High purity KP46 [tris(8-quinolinolato)gallium(III)] was synthesized according to previously described methods [48] at the Institute of Inorganic Chemistry, University of Vienna (Austria). For in vitro studies, compounds were dissolved as 4 mM stocks in 0.1% Dimethyl sulfoxide (DMSO) and used at the indicated concentrations. The IC₅₀ value for HCT116^WT being determined to be 1.06 μM ±0.35 [23], we applied KP46 at 2.5 or 10 μM to study the short term effects on mitochondrial morphology. DMSO (0.1%) is used as vehicle throughout all experiments unless otherwise indicated.
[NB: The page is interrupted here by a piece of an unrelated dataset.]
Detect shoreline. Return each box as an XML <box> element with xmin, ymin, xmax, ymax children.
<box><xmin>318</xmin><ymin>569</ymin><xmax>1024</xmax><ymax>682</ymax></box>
Tetramethylrhodamine methyl ester, (TMRM) #T-668, MitoTracker Red CMXRos # M7512, MitoSOX Red # M36008 Calcium green 5N # C-3737, Coomassie brilliant blue G-250 dye #20278 were from Molecular Probes, Life Technologies (Invitrogen, Paisley, UK). Salicylaldehyde isonicotinoyl hydrazine (SIH) was a generous gift from Dr. P. Ponka (Lady Davis Institute for Medical Research, Montreal, Canada). All other substances were from Sigma–Aldrich (St.Louis, USA).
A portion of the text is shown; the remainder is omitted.